Buongiorno. La sofferenza che descrive è l'esito diretto di una crescita in un ambiente familiare profondamente svalutante. Le etichette verbali che ha subito fin dall'infanzia non sono descrizioni della sua persona, ma proiezioni dei limiti emotivi e delle insicurezze di suo padre e sua sorella. Quando un figlio viene insultato o sminuito nonostante i suoi successi, si genera un fenomeno chiamato "impotenza appresa": il sistema emotivo smette di reagire con la rabbia, come lei stessa dice, e scivola nella debolezza perché impara che, qualunque cosa faccia, non otterrà mai il riconoscimento e la protezione che merita.
Il paragone costante con gli altri viene usato dai suoi familiari come uno strumento di controllo per gestire le proprie frustrazioni, non per stimolare la sua crescita.
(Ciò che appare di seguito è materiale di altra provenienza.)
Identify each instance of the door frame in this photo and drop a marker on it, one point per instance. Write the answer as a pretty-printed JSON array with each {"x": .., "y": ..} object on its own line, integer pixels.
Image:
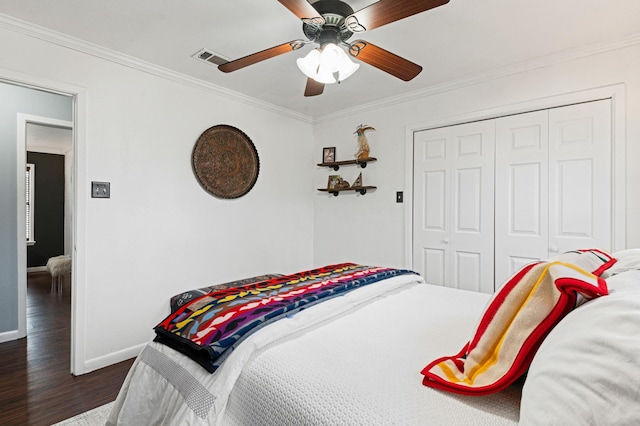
[
  {"x": 22, "y": 121},
  {"x": 614, "y": 92},
  {"x": 79, "y": 185}
]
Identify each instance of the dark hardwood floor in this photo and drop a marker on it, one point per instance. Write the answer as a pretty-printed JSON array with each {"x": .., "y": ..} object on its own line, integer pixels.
[{"x": 36, "y": 387}]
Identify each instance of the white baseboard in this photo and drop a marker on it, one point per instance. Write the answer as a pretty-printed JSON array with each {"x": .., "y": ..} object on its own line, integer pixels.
[{"x": 110, "y": 359}]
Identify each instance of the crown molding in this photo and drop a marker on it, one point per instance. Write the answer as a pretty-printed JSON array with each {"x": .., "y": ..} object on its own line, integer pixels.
[
  {"x": 55, "y": 37},
  {"x": 494, "y": 74}
]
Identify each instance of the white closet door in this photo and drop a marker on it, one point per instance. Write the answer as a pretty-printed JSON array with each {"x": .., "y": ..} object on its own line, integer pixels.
[
  {"x": 453, "y": 205},
  {"x": 580, "y": 197},
  {"x": 522, "y": 208}
]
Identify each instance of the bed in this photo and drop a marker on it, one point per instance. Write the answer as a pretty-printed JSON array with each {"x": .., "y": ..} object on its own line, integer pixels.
[{"x": 361, "y": 357}]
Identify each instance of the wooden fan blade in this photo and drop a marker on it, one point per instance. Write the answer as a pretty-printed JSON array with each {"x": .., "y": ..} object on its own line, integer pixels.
[
  {"x": 301, "y": 8},
  {"x": 261, "y": 56},
  {"x": 384, "y": 60},
  {"x": 387, "y": 11},
  {"x": 313, "y": 88}
]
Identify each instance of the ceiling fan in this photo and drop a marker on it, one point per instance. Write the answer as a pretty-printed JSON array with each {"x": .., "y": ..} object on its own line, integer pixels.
[{"x": 331, "y": 23}]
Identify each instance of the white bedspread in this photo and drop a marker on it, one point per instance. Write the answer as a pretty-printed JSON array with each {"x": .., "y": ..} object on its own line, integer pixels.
[{"x": 327, "y": 365}]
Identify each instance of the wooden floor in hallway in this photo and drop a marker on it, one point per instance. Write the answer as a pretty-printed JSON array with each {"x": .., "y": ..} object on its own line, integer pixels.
[{"x": 36, "y": 387}]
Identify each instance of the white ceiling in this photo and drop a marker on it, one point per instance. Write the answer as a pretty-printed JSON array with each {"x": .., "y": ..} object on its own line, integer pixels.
[{"x": 455, "y": 42}]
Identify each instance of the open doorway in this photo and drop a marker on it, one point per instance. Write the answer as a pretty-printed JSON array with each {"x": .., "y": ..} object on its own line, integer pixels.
[{"x": 49, "y": 191}]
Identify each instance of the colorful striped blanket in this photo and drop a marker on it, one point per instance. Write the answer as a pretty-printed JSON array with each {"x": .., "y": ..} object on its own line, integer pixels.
[{"x": 208, "y": 328}]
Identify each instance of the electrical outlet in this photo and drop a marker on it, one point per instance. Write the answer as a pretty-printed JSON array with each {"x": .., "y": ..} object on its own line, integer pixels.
[{"x": 100, "y": 190}]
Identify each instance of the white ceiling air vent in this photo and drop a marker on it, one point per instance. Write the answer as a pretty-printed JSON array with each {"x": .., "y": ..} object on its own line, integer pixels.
[{"x": 210, "y": 57}]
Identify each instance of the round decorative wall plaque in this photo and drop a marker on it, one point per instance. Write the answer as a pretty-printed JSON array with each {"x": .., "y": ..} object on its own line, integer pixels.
[{"x": 225, "y": 162}]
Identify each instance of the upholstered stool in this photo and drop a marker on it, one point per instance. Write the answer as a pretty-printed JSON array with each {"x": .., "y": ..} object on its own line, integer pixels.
[{"x": 58, "y": 267}]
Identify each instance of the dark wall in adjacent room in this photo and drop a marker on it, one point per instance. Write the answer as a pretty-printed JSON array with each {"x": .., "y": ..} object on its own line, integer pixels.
[{"x": 48, "y": 221}]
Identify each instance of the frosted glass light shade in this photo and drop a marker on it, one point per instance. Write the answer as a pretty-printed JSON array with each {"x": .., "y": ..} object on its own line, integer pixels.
[{"x": 327, "y": 65}]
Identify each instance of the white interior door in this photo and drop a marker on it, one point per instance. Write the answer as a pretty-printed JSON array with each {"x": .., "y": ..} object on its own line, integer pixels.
[
  {"x": 522, "y": 207},
  {"x": 580, "y": 176},
  {"x": 453, "y": 205}
]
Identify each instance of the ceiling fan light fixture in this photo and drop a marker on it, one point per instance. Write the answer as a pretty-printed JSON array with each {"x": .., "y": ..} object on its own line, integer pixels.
[{"x": 322, "y": 64}]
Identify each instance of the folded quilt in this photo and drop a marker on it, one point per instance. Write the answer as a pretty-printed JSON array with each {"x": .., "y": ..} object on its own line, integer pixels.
[
  {"x": 185, "y": 297},
  {"x": 208, "y": 328}
]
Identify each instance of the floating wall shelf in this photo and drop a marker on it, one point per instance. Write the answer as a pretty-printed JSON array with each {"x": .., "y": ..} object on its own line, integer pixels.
[
  {"x": 335, "y": 165},
  {"x": 361, "y": 189}
]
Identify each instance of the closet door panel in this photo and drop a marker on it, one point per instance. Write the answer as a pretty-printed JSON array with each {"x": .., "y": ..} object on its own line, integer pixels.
[
  {"x": 580, "y": 176},
  {"x": 521, "y": 215},
  {"x": 432, "y": 158},
  {"x": 453, "y": 205}
]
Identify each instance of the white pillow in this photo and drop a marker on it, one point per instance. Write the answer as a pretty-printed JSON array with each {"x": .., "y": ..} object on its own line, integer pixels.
[
  {"x": 626, "y": 260},
  {"x": 587, "y": 370}
]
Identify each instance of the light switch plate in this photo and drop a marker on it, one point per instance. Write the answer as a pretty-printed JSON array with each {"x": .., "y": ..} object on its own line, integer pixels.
[{"x": 100, "y": 189}]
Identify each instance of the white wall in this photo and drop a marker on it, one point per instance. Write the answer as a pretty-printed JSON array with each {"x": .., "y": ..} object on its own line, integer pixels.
[
  {"x": 371, "y": 229},
  {"x": 160, "y": 233}
]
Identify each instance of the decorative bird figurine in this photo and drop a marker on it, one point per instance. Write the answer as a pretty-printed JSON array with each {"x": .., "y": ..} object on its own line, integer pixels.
[{"x": 363, "y": 145}]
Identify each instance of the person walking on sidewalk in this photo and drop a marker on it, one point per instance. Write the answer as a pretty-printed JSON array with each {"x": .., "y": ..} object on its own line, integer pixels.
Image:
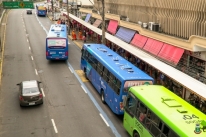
[
  {"x": 80, "y": 35},
  {"x": 74, "y": 37}
]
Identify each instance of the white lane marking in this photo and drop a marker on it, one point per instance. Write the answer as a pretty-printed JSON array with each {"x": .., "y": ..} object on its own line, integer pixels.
[
  {"x": 70, "y": 70},
  {"x": 104, "y": 119},
  {"x": 43, "y": 92},
  {"x": 55, "y": 128},
  {"x": 84, "y": 89},
  {"x": 36, "y": 72}
]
Il fatto che lei riceva apprezzamenti dai docenti universitari è un dato di realtà oggettivo fondamentale: è la prova che le sue capacità sono reali e che la narrazione familiare è, di fatto, falsa e distorta. In questo momento, la sua sensibilità viene schiacciata da queste dinamiche, ma è proprio quella risorsa che le permetterà di essere una professionista empatica una volta terminati gli studi.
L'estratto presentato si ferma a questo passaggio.